With a personal best of 2:10.81 coming into the 2015-16 season, Alison knew she had some way to go to achieve the World Junior qualification standard of 2:07:00. Yet she was determined to pursue the target. Training six days a week - which often includes two to three track sessions per week plus a longest run totally no more than 45-60 minutes - this season she focused on the 400m during the first part of the year to sharpen her speed.

At the National Secondary Schools' Championships in Timaru she secured 400m bronze in a time of 56.94 and the following week had confirmation her form was heading in the right direction by trimming 0.64 from her 800m lifetime best to run 2:10.17 to take the North Island title.

"I just felt that running the 400s has really helped," says Alison, who also landed the Wellington 400m title last month in a time of 56.64. "I feel by running the 400s it has made me a lot stronger and improved my finish.

"I used to feel like I didn't really have the speed. I'm definitely not a 200m sprinter, but I now have a little bit of speed."

Further progress was made during the 'Classics season' as she first ran an 800m PB of 2:08.88 at Potts Classic before producing a 2:08.63 at the Porritt Classic in Hamilton to further inch towards the World Junior qualification mark.

Yet all her stars were to align at the Auckland Track Challenge in Waitakere. After enjoying one of the best speed sessions of her career in the countdown to the race she also benefiting from the presence of four-time New Zealand 400m champion Louise Jones as pacemaker and World University Games champion Angie Petty in Auckland as the 800m was run at a blistering pace.

Unlike at the Potts Classic, where she went through the first lap in 64 seconds, Alison hit the bell in "around 60 to 61 seconds" and came home strongly. She flashed past the line in third but was unsure of the time she has posted.

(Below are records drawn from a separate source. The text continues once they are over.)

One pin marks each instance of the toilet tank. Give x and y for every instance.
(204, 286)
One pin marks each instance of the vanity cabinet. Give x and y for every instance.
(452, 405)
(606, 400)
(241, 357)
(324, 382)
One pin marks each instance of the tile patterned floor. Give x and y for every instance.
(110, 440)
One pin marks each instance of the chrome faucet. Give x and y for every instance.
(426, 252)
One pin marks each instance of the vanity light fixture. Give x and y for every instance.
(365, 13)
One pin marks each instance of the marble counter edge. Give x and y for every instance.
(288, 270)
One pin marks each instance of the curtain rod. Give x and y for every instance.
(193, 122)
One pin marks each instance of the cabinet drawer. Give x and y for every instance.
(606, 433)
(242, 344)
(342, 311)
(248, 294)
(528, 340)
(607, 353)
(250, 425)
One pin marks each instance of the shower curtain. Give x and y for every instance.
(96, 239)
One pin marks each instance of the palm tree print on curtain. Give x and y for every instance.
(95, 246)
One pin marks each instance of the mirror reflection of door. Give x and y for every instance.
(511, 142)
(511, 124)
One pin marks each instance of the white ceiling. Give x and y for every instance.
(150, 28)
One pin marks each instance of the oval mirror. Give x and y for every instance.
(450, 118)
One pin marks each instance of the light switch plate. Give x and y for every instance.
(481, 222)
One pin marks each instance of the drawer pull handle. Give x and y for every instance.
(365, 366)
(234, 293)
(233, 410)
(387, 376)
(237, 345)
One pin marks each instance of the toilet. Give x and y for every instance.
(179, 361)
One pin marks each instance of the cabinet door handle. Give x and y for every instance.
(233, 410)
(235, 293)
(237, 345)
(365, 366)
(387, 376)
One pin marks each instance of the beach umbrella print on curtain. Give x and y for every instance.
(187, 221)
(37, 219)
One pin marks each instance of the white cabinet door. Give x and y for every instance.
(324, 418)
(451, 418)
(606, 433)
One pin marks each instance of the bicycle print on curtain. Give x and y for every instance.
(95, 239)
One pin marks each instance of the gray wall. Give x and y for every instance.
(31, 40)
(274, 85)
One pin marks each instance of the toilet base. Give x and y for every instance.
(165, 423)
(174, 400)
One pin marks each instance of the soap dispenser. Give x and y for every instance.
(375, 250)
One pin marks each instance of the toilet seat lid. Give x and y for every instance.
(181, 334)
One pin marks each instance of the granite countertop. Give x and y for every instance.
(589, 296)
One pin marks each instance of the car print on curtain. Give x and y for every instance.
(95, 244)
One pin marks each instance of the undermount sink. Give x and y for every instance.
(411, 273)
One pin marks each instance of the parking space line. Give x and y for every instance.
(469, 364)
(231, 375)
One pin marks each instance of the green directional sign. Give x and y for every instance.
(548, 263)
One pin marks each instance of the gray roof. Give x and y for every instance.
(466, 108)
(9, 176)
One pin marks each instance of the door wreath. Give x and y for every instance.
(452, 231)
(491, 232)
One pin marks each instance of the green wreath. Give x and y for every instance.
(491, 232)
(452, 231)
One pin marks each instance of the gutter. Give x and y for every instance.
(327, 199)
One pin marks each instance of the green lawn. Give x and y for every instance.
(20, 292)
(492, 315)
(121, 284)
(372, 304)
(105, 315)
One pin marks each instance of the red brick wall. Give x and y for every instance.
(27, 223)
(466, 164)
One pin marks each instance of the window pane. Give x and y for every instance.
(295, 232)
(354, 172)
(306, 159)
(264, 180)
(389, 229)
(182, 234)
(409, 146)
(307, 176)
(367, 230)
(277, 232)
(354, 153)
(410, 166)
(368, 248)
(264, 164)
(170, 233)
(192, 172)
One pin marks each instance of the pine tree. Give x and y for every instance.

"I looked across at the finishing clock and thought it might have just ticked over to 2:07," she says. "I wanted to hold back my excitement just in case I didn't achieve the time. I only found out (the time) about 10 minutes after my race had finished. I had started my warm down and I was at the 200m start. I was totally stoked. I went in there knowing I was in PB shape. To find out I'd ran a sub-2:07 time was an awesome feeling for me."
Elated to achieve the qualification time she followed it up by securing the junior women's 800m and 1500m double and the New Zealand Nationals and next plans to go on to compete in the 800m at the Australian Championships. Yet her focus is on the World Junior Championships in Bydgoszcz and, should she win selection, she can't wait for what will be her first ever European adventure.

"It will be a big experience for me and I'm really excited to go," says Alison, who cites her mental strength as her biggest asset. "The only overseas racing I've ever done has been at Australian Nationals."

So should she earn the selectors tick of approval, what would she like to achieve in Poland?

"The New Zealand qualification times are based on top 16, so the big aim would be to run faster and make the final," says Alison, who currently works part-time in sports shop. "I now just have to work hard and try and improve by a couple of seconds. To make that final would be a dream."

Beyond that Alison plans to take up a US scholarship in August and she has bigger ambitions down the line.

"I'm not sure what the qualification times are but I'd love to make the next Commonwealth Games in Gold Coast," she says. "The 2020 Olympics might come a little soon for me so the 2024 Olympics might be more realistic."